La forte présence d’auteurs de bandes dessinées à ce festival peut surprendre le visiteur non averti. Elle n’est pourtant que le résultat logique de la forte effervescence en la matière que l’on peut constater dans la région. La liste des invités montre bien que la BD india-océanique est en pleine croissance. Depuis le dernier salon de la BD de 2007, la production n’a en effet pas cessé de se développer. À Maurice, Titane Laurent a sorti la version française de son God’s stuff, Dieu kiladi, version personnelle et très humoristique de versets tirés du nouveau testament. Laval NG, après avoir bouclé les quatre volumes de La balade au bout du monde, a sorti en 2008, une biographie illustrée du poète libanais, Khalil Gibran. La même année, le malgache Pov, déjà connu comme caricaturiste, a pu publier son premier vrai album, L’Île Maurice racontée à mes petits enfants, dans son île mauricienne d’adoption. Le Seychellois Peter Marc Lalande a continué son parcours, avec le tome 2 de sa série Zak et une série pour les enfants, Little  » b « .

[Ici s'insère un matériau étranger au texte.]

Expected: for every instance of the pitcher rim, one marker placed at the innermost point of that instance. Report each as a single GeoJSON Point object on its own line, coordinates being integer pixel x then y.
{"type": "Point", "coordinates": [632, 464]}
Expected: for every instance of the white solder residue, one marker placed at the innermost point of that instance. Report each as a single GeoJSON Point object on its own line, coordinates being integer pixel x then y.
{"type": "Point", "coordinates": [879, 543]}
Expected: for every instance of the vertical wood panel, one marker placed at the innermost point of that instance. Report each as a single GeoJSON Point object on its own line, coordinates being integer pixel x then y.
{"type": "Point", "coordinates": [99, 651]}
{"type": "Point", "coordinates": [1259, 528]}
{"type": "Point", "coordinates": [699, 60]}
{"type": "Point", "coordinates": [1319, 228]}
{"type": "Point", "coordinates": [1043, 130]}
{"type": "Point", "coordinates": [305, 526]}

À La Réunion, les éditeurs régionaux ont bien compris le potentiel du 9ème art et n’hésitent plus à investir ce créneau. C’est le cas d’Orphie qui, après avoir publié plusieurs séries au cours de ces dernières années (Ella, À l’abri du volcan, La dodo lé pa la dont la publication du tome 3 est prévue fin 2009, Ti niko, Goyave de France), continue à proposer de nouveaux titres (Long Ben, cap au sud dessiné par Olivier Giraud, Alexandre Dumas, le diable noir, Le tome 2 de Goyave de France…) pour cette édition 2009. C’est également le cas d’Epsilon, qui a lancé en 2008 la série Nèfsètkat du jeune Fabrice Urbatro (dont le tome 2 sort en cette fin d’année), ainsi que L’île au temps suspendu (de Romain-M et Lou Lubie), tout en démarrant un programme de traduction en créole réunionnais de grands classiques du 9ème art français (Tintin, Lucky Luke, Astérix, Spirou) mais aussi en créole mauricien (Le secret de la licorne) avec un succès indéniable. La cerise sur le gâteau est la sortie du prochain Boule et Bill (le N°32) à la fois en français et en créole réunionnais.

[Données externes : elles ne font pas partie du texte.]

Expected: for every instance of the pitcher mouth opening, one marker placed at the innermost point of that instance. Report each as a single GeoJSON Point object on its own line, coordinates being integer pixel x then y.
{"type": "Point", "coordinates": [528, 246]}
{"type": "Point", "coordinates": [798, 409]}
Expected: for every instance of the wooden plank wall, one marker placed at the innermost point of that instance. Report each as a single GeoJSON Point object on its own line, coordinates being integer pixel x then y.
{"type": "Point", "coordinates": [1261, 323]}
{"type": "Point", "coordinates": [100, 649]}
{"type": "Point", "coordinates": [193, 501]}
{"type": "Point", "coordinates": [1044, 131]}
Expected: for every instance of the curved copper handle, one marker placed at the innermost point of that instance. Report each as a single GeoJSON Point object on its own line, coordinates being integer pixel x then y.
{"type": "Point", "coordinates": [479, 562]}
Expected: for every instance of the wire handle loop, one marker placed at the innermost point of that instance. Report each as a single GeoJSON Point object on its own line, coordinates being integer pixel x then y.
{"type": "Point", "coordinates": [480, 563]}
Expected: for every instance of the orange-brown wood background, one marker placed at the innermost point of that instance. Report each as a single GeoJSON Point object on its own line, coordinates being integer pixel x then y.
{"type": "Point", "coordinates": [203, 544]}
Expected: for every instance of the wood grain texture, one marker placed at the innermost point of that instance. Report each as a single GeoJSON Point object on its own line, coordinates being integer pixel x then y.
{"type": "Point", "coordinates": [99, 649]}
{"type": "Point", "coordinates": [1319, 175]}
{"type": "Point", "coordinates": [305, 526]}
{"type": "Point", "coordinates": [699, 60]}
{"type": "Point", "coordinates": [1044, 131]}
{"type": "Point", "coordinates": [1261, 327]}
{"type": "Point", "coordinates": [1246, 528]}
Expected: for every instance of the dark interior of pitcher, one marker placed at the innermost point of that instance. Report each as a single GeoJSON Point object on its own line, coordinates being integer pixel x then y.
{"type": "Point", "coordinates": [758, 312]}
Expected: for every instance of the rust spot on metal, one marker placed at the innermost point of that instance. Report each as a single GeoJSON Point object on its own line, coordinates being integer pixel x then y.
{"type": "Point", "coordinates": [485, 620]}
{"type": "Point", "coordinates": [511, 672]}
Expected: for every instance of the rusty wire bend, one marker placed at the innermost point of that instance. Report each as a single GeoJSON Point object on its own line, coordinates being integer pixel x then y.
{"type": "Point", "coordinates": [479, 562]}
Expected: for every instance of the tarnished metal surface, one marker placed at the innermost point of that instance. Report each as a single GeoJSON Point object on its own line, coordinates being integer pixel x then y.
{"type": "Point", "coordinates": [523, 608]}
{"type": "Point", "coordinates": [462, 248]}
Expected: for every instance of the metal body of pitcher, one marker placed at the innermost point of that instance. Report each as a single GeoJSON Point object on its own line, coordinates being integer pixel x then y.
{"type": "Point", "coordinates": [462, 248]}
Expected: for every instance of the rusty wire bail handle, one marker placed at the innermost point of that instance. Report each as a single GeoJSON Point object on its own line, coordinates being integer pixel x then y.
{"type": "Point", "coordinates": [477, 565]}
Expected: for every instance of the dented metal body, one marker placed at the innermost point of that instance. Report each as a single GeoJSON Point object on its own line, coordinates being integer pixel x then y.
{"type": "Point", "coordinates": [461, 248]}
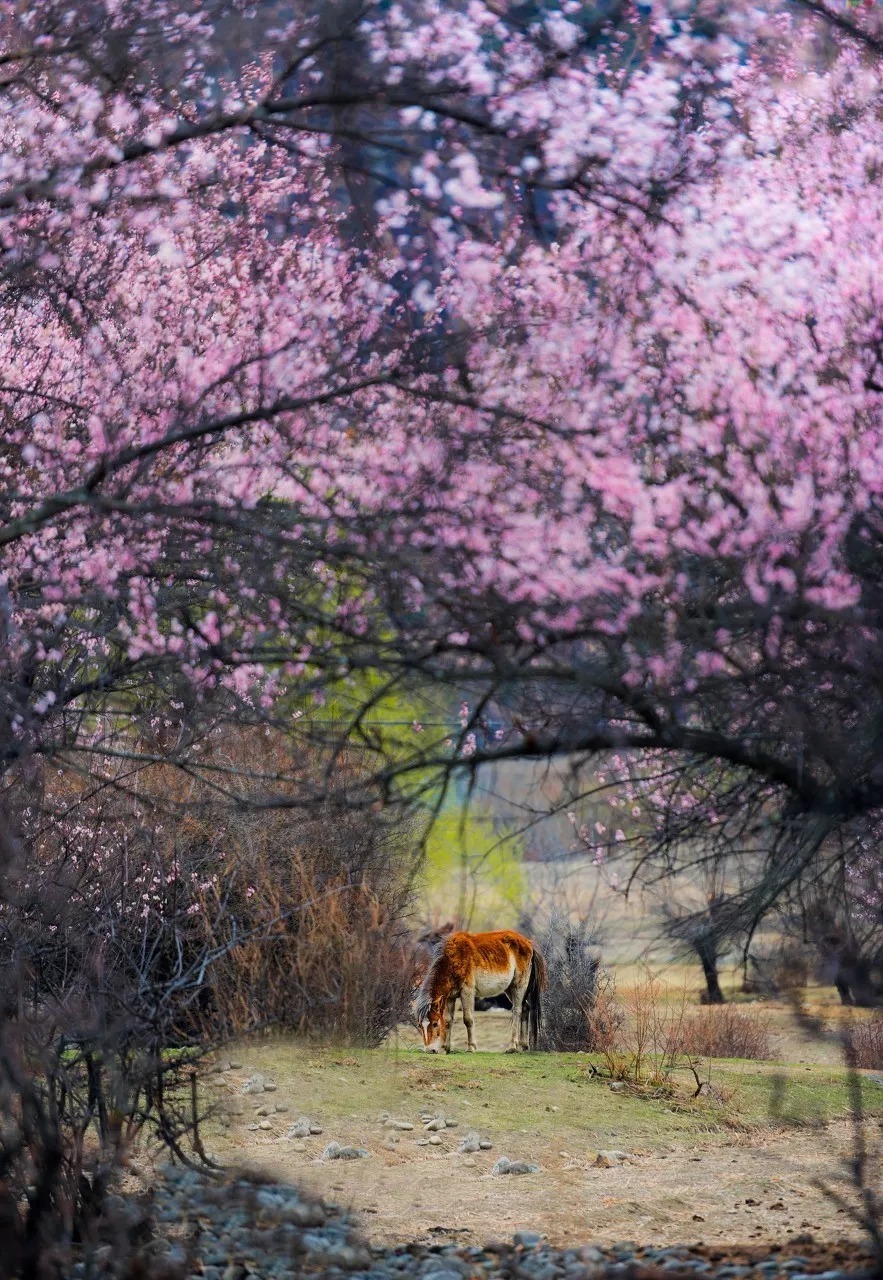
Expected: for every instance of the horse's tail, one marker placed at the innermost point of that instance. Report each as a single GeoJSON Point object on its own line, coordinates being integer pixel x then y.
{"type": "Point", "coordinates": [534, 997]}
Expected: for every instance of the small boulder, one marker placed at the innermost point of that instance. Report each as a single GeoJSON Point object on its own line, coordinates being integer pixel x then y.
{"type": "Point", "coordinates": [611, 1159]}
{"type": "Point", "coordinates": [334, 1151]}
{"type": "Point", "coordinates": [513, 1166]}
{"type": "Point", "coordinates": [301, 1128]}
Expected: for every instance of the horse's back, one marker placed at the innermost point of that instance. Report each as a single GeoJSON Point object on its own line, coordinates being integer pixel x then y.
{"type": "Point", "coordinates": [488, 954]}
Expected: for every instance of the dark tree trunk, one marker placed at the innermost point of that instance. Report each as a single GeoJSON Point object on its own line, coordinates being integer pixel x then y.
{"type": "Point", "coordinates": [707, 952]}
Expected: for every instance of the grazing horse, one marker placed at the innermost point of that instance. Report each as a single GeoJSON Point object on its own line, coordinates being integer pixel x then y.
{"type": "Point", "coordinates": [481, 964]}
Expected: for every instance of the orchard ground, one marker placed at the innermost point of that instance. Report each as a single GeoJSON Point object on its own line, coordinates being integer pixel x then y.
{"type": "Point", "coordinates": [741, 1165]}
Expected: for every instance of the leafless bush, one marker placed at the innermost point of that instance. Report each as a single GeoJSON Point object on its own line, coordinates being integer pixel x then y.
{"type": "Point", "coordinates": [138, 927]}
{"type": "Point", "coordinates": [575, 976]}
{"type": "Point", "coordinates": [722, 1031]}
{"type": "Point", "coordinates": [242, 917]}
{"type": "Point", "coordinates": [863, 1040]}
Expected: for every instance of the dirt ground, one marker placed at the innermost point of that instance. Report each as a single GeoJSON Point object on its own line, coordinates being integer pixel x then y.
{"type": "Point", "coordinates": [685, 1183]}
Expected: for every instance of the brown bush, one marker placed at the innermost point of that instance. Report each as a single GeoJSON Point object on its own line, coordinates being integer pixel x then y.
{"type": "Point", "coordinates": [222, 917]}
{"type": "Point", "coordinates": [722, 1031]}
{"type": "Point", "coordinates": [863, 1041]}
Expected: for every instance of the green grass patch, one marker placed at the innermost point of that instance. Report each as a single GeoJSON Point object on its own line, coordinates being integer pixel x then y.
{"type": "Point", "coordinates": [549, 1096]}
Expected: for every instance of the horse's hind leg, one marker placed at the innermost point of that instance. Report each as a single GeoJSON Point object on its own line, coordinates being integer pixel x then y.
{"type": "Point", "coordinates": [516, 995]}
{"type": "Point", "coordinates": [449, 1020]}
{"type": "Point", "coordinates": [467, 1000]}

Les auteurs réunionnais installés en métropole se manifestent également par la sortie régulière de productions de qualité. C’est le cas de Tehem (avec le tome 5 de Zap collège et le tome 3 de Root), de Li-An (et sa très belle adaptation de Boule de suif), de Charles Masson (avec le très courageux Droit d’asile) et de quelques autres…. Enfin, du côté anglophone, les Sud-Africains du groupe Bitterkomix (représentés au salon par Conrad Bottes, Joe Daly et Karlien de Villiers), après avoir été les invités d’honneur du salon de la BD d’Angoulême 2009, ont vu plusieurs de leurs œuvres publiées par L’association, dont une magnifique compilation en février 2009 mais aussi trois albums de Joe Daly, dont le dernier sorti en octobre.

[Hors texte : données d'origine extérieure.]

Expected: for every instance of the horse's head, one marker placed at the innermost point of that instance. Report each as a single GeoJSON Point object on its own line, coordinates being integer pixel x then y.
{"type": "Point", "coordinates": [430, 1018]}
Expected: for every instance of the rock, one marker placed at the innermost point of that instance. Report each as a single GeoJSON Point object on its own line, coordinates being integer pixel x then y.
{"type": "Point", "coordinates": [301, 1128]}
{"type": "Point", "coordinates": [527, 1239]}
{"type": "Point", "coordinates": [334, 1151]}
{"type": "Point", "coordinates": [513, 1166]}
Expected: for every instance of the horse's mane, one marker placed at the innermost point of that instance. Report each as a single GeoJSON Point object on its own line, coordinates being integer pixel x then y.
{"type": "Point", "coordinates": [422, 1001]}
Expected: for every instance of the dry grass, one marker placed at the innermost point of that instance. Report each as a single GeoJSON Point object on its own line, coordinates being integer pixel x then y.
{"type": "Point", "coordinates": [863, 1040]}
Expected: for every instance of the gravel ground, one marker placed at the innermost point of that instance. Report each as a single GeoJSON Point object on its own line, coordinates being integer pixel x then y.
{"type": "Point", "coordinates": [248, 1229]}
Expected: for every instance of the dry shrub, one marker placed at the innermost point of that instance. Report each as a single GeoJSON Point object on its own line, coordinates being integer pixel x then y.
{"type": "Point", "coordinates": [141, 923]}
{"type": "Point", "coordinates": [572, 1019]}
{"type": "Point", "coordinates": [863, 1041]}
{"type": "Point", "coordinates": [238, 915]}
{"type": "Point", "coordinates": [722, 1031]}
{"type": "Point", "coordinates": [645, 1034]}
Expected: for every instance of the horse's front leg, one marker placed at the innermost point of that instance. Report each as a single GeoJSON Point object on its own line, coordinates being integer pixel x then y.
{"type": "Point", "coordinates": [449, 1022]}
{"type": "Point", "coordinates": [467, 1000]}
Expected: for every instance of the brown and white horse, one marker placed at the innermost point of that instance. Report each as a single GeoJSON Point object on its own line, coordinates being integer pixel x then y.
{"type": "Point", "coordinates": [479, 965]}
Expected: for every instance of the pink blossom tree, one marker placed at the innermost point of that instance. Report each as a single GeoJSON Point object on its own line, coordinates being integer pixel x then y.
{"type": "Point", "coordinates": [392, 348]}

Cette profusion peut paraître surprenante pour une région passant pour être à l’écart des grandes influences culturelles. Car, si les talents étaient là et les volontés aussi, tout cela, bien que fortement nécessaire, n’était pas suffisant. Il manquait un réel support suffisamment porteur pour permettre une forme quelconque de reconnaissance et l’adhésion du public. Ce coup de pouce est arrivé par le biais de l’activisme réunionnais en faveur de la BD. Le cocktail salon / revue (Le margouillat) / éditeurs a eu incontestablement un apport très positif pour la carrière de nombreux auteurs de la région et pour le développement de cet art.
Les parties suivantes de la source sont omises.